Thursday, April 4, 2013
Sometimes we need to hit our challenges first then understand our acceptance. The other day, I was beginning a first time skype with a female teenager across the seas. From hello, how are you, I could sense the denial, or in her words, this will be the biggest waste of time. Skyping for the first time can be a challenge for anyone, regardless of their comfort level, and cultural considerations. I spoke with the family via phone a week ago, but did not get the opportunity to talk to the teenager. The story continues with myself asking questions and searching for a way into this young persons thoughts. After 15 minuets of gathering the collateral information from her perspective, her phone goes off. I politely told her to answer it. She said it was a tweet.

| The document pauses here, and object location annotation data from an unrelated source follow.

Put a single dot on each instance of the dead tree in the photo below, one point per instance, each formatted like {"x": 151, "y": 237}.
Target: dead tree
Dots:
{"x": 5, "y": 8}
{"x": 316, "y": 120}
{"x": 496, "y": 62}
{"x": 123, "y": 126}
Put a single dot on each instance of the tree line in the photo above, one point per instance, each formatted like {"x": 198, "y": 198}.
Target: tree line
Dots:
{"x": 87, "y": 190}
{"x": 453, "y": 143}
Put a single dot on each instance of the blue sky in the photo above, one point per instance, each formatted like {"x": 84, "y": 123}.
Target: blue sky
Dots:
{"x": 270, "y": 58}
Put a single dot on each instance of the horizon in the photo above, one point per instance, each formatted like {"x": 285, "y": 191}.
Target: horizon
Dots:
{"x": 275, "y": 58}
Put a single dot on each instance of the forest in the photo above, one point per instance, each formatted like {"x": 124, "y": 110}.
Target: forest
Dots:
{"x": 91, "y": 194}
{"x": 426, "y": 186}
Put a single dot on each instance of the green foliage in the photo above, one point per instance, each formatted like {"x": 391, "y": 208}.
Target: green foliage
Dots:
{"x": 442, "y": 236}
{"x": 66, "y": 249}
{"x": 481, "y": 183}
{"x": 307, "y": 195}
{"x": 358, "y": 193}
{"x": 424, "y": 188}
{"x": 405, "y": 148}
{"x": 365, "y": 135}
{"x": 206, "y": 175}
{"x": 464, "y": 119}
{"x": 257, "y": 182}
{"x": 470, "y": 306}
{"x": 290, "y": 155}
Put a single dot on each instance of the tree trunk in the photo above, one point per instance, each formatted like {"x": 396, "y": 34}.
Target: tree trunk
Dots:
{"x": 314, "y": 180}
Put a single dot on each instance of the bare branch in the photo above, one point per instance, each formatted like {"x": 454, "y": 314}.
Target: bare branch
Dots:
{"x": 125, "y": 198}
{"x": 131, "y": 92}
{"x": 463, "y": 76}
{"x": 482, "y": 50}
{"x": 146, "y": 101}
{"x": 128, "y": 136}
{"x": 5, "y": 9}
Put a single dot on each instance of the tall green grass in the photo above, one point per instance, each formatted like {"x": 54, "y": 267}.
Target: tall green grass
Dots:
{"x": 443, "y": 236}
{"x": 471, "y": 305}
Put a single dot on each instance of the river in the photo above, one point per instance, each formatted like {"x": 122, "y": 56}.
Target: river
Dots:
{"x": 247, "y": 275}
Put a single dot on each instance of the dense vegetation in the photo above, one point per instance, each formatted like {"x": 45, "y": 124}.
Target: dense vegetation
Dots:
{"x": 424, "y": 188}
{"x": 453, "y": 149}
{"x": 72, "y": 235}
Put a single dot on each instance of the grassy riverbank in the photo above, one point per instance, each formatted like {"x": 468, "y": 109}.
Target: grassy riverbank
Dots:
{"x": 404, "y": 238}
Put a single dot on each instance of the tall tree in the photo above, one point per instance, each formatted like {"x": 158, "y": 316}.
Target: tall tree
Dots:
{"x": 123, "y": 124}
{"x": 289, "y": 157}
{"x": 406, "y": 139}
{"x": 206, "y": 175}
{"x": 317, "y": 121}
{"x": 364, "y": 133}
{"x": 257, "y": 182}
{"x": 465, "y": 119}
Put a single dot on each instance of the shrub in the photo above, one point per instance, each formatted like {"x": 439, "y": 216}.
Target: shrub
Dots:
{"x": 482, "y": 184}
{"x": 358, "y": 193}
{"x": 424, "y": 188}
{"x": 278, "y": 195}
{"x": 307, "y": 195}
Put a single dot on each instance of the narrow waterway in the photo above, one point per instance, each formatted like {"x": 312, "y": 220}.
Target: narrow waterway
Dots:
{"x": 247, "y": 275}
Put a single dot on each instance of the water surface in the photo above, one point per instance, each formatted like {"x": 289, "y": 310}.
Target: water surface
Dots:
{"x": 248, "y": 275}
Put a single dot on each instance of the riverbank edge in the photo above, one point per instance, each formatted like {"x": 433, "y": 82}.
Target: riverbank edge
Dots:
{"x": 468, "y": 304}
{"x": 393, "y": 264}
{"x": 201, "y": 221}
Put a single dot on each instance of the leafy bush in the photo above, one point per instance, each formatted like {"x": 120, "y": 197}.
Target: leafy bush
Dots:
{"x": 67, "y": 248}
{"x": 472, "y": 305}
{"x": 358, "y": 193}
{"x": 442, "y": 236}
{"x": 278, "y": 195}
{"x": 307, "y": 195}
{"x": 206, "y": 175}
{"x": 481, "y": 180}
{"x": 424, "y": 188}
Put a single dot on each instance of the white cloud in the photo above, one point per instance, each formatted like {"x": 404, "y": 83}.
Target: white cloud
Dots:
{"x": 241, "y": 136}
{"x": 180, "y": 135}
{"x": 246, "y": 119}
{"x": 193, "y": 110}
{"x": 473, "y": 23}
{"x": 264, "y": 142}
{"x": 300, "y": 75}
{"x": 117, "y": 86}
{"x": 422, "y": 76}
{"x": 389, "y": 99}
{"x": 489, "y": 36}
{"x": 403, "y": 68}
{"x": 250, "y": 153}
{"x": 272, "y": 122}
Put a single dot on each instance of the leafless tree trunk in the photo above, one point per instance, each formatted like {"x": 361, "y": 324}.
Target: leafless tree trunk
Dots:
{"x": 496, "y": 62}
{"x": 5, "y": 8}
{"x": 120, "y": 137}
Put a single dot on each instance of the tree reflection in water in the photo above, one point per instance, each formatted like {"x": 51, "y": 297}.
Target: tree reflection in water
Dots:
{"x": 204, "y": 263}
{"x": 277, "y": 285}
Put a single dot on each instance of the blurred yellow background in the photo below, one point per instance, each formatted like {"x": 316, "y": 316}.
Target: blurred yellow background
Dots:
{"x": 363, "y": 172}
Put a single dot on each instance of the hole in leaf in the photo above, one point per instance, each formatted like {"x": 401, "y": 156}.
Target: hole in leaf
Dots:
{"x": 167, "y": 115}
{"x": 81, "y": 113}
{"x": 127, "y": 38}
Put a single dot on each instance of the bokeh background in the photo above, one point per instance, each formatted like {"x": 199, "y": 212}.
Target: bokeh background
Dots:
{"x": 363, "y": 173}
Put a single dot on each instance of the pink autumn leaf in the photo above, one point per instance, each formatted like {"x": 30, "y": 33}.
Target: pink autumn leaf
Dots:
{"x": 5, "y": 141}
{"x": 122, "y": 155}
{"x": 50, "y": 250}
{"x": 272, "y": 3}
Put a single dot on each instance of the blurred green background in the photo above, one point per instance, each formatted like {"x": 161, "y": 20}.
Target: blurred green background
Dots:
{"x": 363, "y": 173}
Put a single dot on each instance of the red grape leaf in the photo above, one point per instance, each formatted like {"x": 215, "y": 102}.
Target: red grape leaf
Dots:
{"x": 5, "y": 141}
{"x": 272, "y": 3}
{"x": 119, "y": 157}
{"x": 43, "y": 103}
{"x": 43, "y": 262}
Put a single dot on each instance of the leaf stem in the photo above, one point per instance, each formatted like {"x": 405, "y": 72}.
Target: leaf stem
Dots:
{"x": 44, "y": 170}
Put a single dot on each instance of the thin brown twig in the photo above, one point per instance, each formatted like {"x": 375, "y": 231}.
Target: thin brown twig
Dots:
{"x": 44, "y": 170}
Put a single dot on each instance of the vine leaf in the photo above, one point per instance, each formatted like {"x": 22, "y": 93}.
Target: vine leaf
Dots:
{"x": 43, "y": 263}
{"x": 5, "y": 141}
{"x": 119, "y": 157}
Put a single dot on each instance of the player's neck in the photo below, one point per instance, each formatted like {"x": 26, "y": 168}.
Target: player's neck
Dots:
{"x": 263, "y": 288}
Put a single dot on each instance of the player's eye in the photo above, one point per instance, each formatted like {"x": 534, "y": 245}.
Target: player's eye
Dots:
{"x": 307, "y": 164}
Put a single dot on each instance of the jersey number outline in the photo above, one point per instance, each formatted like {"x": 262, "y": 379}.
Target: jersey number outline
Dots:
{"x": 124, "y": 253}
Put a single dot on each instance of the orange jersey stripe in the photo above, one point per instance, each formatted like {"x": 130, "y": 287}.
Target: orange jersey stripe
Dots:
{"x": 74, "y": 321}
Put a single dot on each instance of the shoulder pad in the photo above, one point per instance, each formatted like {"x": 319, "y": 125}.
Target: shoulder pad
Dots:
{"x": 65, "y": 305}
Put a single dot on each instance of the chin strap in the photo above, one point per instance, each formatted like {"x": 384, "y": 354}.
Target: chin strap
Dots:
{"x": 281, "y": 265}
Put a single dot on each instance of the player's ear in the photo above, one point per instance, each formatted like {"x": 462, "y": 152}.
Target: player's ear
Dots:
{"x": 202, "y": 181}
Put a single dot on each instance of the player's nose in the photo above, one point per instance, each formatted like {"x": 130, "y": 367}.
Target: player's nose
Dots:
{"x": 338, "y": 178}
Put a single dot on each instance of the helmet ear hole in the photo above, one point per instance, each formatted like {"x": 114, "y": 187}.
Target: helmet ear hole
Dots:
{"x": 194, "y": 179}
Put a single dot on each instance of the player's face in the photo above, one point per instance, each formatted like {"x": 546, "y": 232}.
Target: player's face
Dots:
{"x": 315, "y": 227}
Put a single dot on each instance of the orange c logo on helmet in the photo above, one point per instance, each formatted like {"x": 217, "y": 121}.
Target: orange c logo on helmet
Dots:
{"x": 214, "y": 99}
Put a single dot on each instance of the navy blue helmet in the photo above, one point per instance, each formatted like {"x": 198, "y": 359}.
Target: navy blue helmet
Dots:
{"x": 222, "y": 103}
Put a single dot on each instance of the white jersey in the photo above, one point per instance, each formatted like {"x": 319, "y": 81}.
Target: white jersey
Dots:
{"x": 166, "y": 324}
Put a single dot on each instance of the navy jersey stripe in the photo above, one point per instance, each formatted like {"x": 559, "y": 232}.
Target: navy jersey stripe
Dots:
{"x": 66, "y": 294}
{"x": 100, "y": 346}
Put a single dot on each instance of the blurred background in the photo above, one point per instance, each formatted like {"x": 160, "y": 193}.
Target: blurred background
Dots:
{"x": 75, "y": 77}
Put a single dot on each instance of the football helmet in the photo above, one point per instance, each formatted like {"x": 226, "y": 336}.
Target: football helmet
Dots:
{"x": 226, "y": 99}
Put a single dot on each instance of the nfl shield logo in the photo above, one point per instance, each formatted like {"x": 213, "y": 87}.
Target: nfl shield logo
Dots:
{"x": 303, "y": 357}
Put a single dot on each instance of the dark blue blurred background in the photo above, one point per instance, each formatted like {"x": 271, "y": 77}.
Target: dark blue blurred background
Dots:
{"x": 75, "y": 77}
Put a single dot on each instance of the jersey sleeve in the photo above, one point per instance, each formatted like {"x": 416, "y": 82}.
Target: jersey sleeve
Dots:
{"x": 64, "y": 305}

I then explained to her that I was not privy to the twitter world, and I was kind of scared of that new type of media outlet. She, laughed out loud, I mean, laughed hard, really hard. I asked her what was so amusing? She replies that your suppose to be this professional and you can skype but you don't tweet, really? I looked at her, moved my office chair up to the monitor, and asked if this was a deal breaker. Then she laughed so hard, that I began to laugh! Now this laugh, was different this time in this writer's opinion. The first laugh was at me, but this one was together. Immediately, I asked her if she ever laughed like this when she was using? She said no way, and that using made her forget about her secrets. We then began to talk, and soon the denial began to work it's way out. A small form of acceptance was taking place, and we both could feel it. It was almost time to end the skype session, and I could hear her father in the background. As I began to thank her for her time, she began to say this. I'm tweeting that I skyped and I feel accepted. Stay in your health, stay in the moment.
Wednesday, April 3, 2013
I can't tell you how many times I have heard addicts and family members state, " I'm waiting for the other shoe to drop". Is that positive energy? How is this type of thinking controlling your thoughts and behavior? If your expectations are that low, then relapse is right around the corner. Try this thought for size, no pun intended! If the shoe is starting to slip, tie the laces tighter. If the shoe does drop, put it back on and continue to work on your self. Positive energy is something self and family members need to believe in. If you focus on the negative and past challenges in your thoughts, how are you going to see the positive when it comes? Self needs positive thoughts to implement positive behavior. Negative thoughts will not help you keep your shoes on! People who struggle with addiction need to understand two primary things: first- let the past go, second- what is the unmet need. The shoe only drops if a person is not willing to work through their past and that unmet need is not fully identified. Self and waiting do not help the addict stay in the moment. Families and waiting do not help the family with their own grief or being able to provide support to the addict. Families of addicts are hurting just as much in some cases. Everyone needs to keep their shoes on, and pull the strings tighter if needed. Yes, sometimes the shoes will drop, but don't make it bigger, take the time time to put it back on your foot and move forward. Positive energy works with both shoes on regardless of what you will encounter. It's not worth the energy to always be thinking that something bad is going to happen. One thought at a time. Stay in your health, stay in the moment.